Asynchronous Risk-Aware Multi-Agent Packet Routing for Ultra-Dense LEO Satellite Networks
Ke He, Thang X. Vu, Le He, Lisheng Fan, Symeon Chatzinotas, Bjorn Ottersten
TL;DR
This work tackles routing in ultra-dense LEO satellite networks by formulating an asynchronous, decentralized packet-routing problem and solving it with PRIMAL, a principled risk-aware MARL framework. PRIMAL leverages a distributional, event-driven semi-Markov formulation and primal-dual learning to constrain tail-end performance via CVaR, yielding two variants: PRIMAL-Avg (expected-cost constraints) and PRIMAL-CVaR (worst-case cost constraints). The approach uses IQN for distributional cost modeling and a soft actor-critic backbone with entropy regularization, enabling scalable, synchronized-free learning across satellites.

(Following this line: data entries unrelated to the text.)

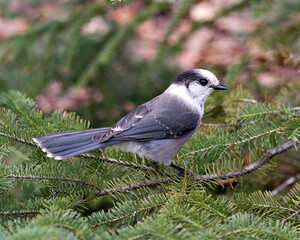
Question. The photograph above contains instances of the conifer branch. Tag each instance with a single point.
(286, 184)
(236, 143)
(23, 212)
(232, 174)
(251, 167)
(110, 160)
(121, 189)
(55, 179)
(127, 215)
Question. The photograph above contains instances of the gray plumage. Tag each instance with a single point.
(156, 129)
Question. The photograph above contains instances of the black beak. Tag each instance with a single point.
(219, 87)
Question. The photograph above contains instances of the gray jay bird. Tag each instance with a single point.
(156, 129)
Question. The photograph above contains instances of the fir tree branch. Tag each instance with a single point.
(251, 167)
(286, 184)
(110, 160)
(232, 174)
(121, 189)
(55, 179)
(235, 143)
(23, 212)
(217, 125)
(127, 215)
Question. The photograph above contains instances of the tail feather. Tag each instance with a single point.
(69, 144)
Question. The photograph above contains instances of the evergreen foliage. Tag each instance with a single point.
(112, 194)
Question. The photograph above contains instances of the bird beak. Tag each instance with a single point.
(219, 87)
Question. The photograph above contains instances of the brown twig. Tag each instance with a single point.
(55, 179)
(232, 174)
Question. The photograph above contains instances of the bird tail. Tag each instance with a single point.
(68, 144)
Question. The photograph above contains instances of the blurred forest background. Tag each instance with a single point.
(103, 58)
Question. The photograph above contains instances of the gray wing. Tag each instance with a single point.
(152, 121)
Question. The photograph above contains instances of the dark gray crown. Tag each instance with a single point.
(189, 75)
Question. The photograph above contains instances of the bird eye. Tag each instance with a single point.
(203, 81)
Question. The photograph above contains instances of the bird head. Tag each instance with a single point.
(198, 83)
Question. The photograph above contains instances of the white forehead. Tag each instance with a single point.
(209, 75)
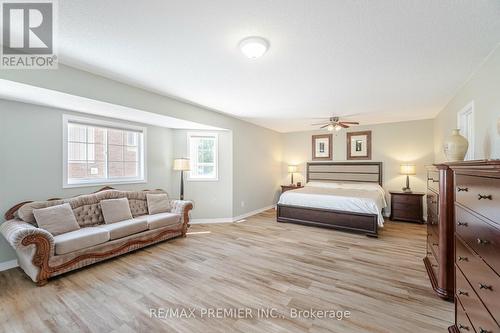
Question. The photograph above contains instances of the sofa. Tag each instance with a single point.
(42, 255)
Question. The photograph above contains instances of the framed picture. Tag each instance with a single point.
(359, 145)
(322, 147)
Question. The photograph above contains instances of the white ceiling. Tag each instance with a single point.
(389, 60)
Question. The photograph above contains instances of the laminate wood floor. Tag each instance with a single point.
(258, 264)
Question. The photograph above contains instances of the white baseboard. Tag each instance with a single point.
(8, 265)
(231, 219)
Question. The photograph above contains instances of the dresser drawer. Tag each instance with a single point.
(481, 277)
(433, 234)
(433, 180)
(406, 199)
(433, 203)
(480, 194)
(477, 313)
(463, 323)
(432, 218)
(483, 238)
(434, 247)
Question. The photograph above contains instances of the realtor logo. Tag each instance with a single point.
(28, 30)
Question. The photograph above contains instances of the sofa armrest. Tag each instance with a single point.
(16, 233)
(34, 247)
(182, 207)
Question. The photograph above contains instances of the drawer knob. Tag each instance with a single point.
(484, 196)
(485, 286)
(482, 241)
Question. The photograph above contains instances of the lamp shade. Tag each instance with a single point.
(181, 164)
(407, 169)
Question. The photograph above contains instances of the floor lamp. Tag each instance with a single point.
(181, 164)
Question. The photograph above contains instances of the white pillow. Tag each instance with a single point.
(57, 220)
(115, 210)
(324, 184)
(158, 203)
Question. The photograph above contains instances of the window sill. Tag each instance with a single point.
(141, 181)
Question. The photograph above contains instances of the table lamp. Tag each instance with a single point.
(182, 164)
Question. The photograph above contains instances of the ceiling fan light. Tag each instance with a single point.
(254, 47)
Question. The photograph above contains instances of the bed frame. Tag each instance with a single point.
(366, 172)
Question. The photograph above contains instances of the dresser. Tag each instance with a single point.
(440, 212)
(477, 247)
(407, 206)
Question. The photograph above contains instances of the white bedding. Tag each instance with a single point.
(360, 198)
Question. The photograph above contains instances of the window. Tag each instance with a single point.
(101, 152)
(466, 126)
(203, 156)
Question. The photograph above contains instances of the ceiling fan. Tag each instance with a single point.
(334, 123)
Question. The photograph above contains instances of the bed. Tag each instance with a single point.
(346, 196)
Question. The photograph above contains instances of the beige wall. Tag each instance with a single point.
(392, 144)
(31, 159)
(484, 89)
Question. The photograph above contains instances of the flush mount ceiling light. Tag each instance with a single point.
(254, 47)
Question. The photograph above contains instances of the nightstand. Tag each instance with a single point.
(407, 206)
(285, 188)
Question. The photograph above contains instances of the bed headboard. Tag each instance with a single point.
(366, 172)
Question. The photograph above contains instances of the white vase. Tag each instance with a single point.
(455, 146)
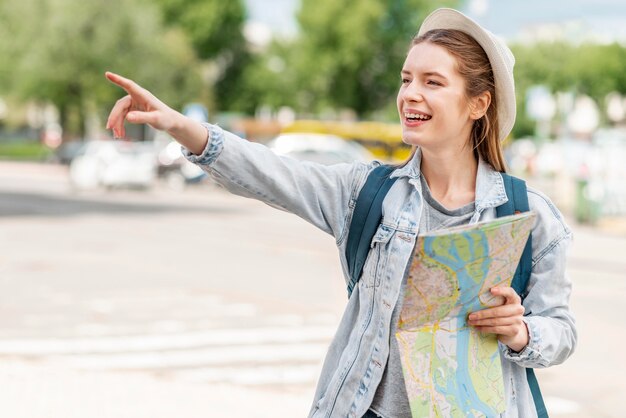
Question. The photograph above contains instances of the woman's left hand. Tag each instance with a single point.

Empirical results in a 1584-satellite constellation show substantial improvements in average end-to-end latency and dramatic reductions in tail-risk-induced congestion compared to risk-oblivious baselines. The findings demonstrate that accepting small detours to avoid hotspots can significantly reduce delays and improve robustness in dynamic mega-constellations.
Abstract
The rise of ultra-dense LEO constellations creates a complex and asynchronous network environment, driven by their massive scale, dynamic topologies, and significant delays. This unique complexity demands an adaptive packet routing algorithm that is asynchronous, risk-aware, and capable of balancing diverse and often conflicting QoS objectives in a decentralized manner. However, existing methods fail to address this need, as they typically rely on impractical synchronous decision-making and/or risk-oblivious approaches. To tackle this gap, we introduce PRIMAL, an event-driven multi-agent routing framework designed specifically to allow each satellite to act independently on its own event-driven timeline, while managing the risk of worst-case performance degradation via a principled primal-dual approach. This is achieved by enabling agents to learn the full cost distribution of the targeted QoS objectives and constrain tail-end risks. Extensive simulations on a LEO constellation with 1584 satellites validate its superiority in effectively optimizing latency and balancing load. Compared to a recent risk-oblivious baseline, it reduces queuing delay by over 70%, and achieves a nearly 12 ms end-to-end delay reduction in loaded scenarios. This is accomplished by resolving the core conflict between naive shortest-path finding and congestion avoidance, highlighting such autonomous risk-awareness as a key to robust routing.